C’est à un drôle de trio que nous convie le réalisateur canadien dans son film, dont le scénario est tiré du livre éponyme de l’avocat médiatique Roland Perez. Il s’agit donc d’une histoire vraie, celle d’une famille juive séfarade de la classe moyenne mais avant tout celle d’une mère et son fils.

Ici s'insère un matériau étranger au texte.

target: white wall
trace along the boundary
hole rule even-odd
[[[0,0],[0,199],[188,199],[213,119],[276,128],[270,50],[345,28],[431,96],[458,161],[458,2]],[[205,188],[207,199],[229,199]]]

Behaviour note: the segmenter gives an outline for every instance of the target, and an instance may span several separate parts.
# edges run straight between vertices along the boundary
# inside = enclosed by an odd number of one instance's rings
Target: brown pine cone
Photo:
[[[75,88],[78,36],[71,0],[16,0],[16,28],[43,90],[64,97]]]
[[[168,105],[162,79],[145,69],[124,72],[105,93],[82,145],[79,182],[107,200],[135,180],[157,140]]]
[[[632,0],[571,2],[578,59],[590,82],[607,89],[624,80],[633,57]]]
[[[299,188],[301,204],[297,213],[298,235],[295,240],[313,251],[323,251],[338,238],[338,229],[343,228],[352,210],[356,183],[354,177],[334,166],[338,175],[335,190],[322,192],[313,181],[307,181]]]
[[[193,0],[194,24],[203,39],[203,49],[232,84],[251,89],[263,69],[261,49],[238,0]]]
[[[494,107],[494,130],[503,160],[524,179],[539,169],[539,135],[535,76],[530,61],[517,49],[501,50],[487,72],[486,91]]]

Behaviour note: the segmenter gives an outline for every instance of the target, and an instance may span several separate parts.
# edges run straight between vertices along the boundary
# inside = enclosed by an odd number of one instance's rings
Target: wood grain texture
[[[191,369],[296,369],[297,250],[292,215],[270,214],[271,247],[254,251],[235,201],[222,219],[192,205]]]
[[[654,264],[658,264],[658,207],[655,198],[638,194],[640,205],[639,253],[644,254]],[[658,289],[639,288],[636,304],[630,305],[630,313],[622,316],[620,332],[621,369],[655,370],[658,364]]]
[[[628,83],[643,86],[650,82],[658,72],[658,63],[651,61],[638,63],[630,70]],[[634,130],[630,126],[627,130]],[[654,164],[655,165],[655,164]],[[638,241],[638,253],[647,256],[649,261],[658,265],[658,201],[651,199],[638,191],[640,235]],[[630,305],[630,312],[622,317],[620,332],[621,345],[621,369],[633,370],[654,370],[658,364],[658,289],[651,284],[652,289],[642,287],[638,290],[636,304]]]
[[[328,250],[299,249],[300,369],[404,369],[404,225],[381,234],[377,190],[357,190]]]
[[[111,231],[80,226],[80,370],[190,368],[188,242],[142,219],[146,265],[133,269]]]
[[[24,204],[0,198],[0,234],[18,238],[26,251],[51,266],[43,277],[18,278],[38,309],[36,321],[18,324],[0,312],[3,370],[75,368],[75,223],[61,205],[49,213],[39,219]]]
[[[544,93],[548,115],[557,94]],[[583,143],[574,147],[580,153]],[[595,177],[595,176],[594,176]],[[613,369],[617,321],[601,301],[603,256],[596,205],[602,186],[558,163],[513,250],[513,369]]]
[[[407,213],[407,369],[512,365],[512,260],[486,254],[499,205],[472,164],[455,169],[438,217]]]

MA MERE, DIEU ET SYLVIE VARTAN de Ken Scott. France/Canada, 2024, 1h42. Avec Leïla Bekhti, Jonathan Cohen, Joséphine Japy, Sylvie Vartan
Critique d’Anne Le Cor, SIGNIS France
Tout commence en 1963 lorsque Roland, le petit dernier de la famille Perez, naît avec un pied-bot. Sa mère, Esther, n’accepte pas le diagnostic des médecins et décide que son fils marchera, quoi qu’il en coûte. Sa détermination inébranlable et sa ténacité sans faille lui donnent raison. Au-delà de toutes espérances, son fils Roland devient un avocat de renom qui fréquente le Tout Paris jusqu’à vivre son rêve de rencontrer son idole d’enfance, Sylvie Vartan. Vient alors le temps de l’émancipation, passage douloureux pour la mère et le fils mais pour différentes raisons.

Ma mère, Dieu et Sylvie Vartan a de nombreux points forts. La reconstitution du Paris des années 1960 et 1970 est particulièrement soignée. Chacun pourra retrouver dans les décors de l’appartement des Perez un peu de son enfance à travers les tapisseries, les meubles ou même les ustensiles de cuisine. Le film jongle avec brio entre la comédie et un côté dramatique qui ne sombre jamais dans le pathos. Les moments les plus tragiques, comme la mort des femmes de la vie de Roland, sont suggérées plus que montrées et la vie reprend son cours, toujours émaillée de traits d’humours qui apportent sourires et légèreté.
Mais ce qui fait tout le suc du film est l’interprétation majeure de ses acteurs et en premier lieu celle de son actrice principale, Leïla Bekhti. Il faudrait plus d’un superlatif pour décrire sa prestation de mère juive omniprésente et omnipotente. L’actrice incarne Esther Perez dans toute sa fraîcheur de jeune mère jusqu’à son déclin de femme âgée. L’évolution physique du personnage est remarquable, aidée en cela d’un maquillage impeccable. Sans sombrer dans les clichés faciles, elle sait donner force et justesse à cette mère courage extravagante et émouvante.
Face à elle, Jonathan Cohen interprète Roland adulte avec plus de pudeur. Les deux acteurs qui l’incarnent plus jeune, Gabriel Hyvernaud et Naïm Naji, montent tout autant de naturel et de retenue. Quant à Sylvie Vartan, elle joue son propre rôle sans forcer le trait et agrémente même le film d’une de ses chansons les plus connues. Les personnages secondaires sont tout aussi savoureux mais la narration se focalise avant tout sur la relation très particulière entre Roland et sa mère, si bien que certains d’entre eux, les frères et sœurs notamment, disparaissent au cours du récit.
L’histoire devient très actuelle à la fin du film où l’on retrouve des stars de la radio et du petit écran dans des caméos amicaux. Ma mère, Dieu et Sylvie Vartan est un long-métrage chaleureux et émouvant à la réalisation bien maîtrisée. Enchaînant les émotions, il se veut résolument optimiste et vise à rendre les gens heureux malgré les adversités de la vie. Il révèle l’amour maternel comme une force invincible et explore l’incroyable puissance de la foi en l’avenir.